Chapter 12
TWELVE
Jules had gone upstairs in an absolute panic.
What a nightmare. How on earth had she allowed herself to agree to that?
And how was she going to get out of it? Poor Lance.
He had gone pretty quiet, too, probably worried about being lumbered with a nervous wreck of a woman for a whole day.
She longed to lie down, preferably with the curtains drawn and the duvet pulled right up over her face.
From the bedroom window she watched the three of them wandering around the garden, Lance pointing out different flowers and shrubs, Erin doing a cartwheel across the lawn and Tasha saying something which made them all laugh.
She pulled on jeans and a T-shirt with La Dolce Vita emblazoned across the front, washed her face, brushed her hair and applied a touch of lip gloss.

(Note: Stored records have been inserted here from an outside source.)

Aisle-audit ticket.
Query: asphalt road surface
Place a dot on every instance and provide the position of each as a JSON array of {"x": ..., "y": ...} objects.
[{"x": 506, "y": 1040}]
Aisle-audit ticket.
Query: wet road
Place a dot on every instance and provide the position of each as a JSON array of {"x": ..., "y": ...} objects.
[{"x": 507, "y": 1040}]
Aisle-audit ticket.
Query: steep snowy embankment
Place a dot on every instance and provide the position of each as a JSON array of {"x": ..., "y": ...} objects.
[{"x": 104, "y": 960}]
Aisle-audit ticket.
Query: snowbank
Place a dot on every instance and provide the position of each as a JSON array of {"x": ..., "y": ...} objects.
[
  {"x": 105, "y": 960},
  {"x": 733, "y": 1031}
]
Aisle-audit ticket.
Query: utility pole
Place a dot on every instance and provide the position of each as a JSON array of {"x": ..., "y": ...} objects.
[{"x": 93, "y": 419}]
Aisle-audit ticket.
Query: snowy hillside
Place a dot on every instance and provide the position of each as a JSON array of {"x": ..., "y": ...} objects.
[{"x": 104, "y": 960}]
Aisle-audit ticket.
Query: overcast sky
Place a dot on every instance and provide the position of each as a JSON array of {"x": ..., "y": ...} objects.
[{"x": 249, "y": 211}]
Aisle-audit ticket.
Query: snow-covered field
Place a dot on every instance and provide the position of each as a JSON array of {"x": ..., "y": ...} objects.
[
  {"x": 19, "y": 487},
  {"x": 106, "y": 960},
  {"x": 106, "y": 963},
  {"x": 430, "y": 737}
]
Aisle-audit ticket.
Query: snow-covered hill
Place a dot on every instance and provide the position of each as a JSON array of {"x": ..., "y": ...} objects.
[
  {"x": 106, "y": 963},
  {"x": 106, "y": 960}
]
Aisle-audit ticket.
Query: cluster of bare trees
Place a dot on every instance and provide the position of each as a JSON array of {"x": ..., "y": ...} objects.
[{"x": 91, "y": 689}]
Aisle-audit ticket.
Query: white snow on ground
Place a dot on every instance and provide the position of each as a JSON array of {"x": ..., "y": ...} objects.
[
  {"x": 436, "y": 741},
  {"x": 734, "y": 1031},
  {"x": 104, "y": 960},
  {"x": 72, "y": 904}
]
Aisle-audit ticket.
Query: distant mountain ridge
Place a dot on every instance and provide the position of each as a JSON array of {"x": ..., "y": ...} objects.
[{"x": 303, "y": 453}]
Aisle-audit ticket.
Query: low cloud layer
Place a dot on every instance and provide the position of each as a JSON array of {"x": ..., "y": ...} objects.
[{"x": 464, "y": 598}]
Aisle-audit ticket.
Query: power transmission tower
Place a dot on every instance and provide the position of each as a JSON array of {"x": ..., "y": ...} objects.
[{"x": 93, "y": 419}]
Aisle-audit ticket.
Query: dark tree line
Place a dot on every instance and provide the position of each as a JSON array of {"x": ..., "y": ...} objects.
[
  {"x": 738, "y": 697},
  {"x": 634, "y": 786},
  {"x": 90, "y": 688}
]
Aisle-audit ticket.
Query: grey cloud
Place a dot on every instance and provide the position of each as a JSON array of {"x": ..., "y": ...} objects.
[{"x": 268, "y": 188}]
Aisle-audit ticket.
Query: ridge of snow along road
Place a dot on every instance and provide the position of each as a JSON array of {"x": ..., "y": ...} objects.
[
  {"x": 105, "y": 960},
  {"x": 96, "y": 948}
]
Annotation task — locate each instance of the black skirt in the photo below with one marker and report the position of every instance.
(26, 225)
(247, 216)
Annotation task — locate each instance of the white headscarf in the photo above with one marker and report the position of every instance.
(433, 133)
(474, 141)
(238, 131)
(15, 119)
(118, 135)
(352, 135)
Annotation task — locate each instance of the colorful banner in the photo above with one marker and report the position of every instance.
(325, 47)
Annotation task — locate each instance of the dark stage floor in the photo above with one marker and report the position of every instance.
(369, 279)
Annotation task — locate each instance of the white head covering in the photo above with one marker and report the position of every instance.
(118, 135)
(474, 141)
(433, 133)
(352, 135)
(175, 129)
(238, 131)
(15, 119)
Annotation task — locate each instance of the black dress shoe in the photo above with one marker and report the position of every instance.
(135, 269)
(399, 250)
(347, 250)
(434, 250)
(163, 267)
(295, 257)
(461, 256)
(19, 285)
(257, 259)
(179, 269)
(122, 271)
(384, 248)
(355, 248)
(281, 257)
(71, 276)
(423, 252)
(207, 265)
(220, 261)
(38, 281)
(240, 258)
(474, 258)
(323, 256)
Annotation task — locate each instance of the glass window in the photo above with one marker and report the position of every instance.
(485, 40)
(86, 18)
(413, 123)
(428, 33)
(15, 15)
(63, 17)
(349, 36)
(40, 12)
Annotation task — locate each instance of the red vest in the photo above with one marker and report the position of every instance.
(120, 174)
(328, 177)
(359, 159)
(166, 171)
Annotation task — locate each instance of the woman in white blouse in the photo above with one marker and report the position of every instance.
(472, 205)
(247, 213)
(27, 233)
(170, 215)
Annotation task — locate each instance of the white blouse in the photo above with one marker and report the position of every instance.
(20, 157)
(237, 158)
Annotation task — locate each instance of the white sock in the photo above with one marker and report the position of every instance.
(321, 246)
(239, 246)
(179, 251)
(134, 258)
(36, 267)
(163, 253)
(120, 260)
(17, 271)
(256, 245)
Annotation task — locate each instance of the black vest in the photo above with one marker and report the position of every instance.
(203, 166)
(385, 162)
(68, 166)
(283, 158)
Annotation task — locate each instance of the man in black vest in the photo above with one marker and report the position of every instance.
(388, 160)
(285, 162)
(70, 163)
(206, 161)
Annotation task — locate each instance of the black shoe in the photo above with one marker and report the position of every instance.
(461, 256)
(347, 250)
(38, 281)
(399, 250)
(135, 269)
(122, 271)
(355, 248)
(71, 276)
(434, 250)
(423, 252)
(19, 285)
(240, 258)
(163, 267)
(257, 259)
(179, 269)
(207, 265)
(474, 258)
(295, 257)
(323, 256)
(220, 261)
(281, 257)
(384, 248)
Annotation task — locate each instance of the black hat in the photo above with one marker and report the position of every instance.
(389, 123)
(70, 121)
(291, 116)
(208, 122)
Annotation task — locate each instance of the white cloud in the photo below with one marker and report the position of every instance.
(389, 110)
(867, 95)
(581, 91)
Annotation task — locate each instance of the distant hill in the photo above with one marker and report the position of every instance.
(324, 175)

‘You’d never know,’ she whispered, looking at herself in the mirror, ‘that on the inside you are a complete and utter quivering wreck.’
‘Do you think it’s going to rain?’ Jules asked, standing on the back doorstep and looking up at the sky, hoping for a black cloud. Rain might force them to postpone this outing until another day and then she could be otherwise engaged.
‘Twenty percent chance at twelve o’clock apparently,’ Tasha called.
‘Oh!’
‘The weather forecast is almost as important as religion in our house,’ Tasha said with a grin. ‘It’s a bit like a cup of tea and prayers. Granny couldn’t possibly start or end the day without any of them.’
‘Does twenty percent warrant an umbrella?’ Jules asked.
‘You’re asking someone who doesn’t even own an umbrella, just coats with hoods.’
‘That sounds much more practical, but my coat doesn’t have a hood so perhaps I’ll put an umbrella in my basket just in case.’
‘What have you got in there?’ Tasha asked, peering into the wicker basket which Jules put on the garden table.
‘Cardigan in case it turns cold, flip-flops in case it goes really hot, sun cream, water bottle, sun hat, book to read, small sketchpad and pencils, scarf…’
‘Scarf!’ Tasha scoffed. ‘You don’t need a scarf. This is summer on the Isle of Wight, the driest, warmest place in the British Isles.’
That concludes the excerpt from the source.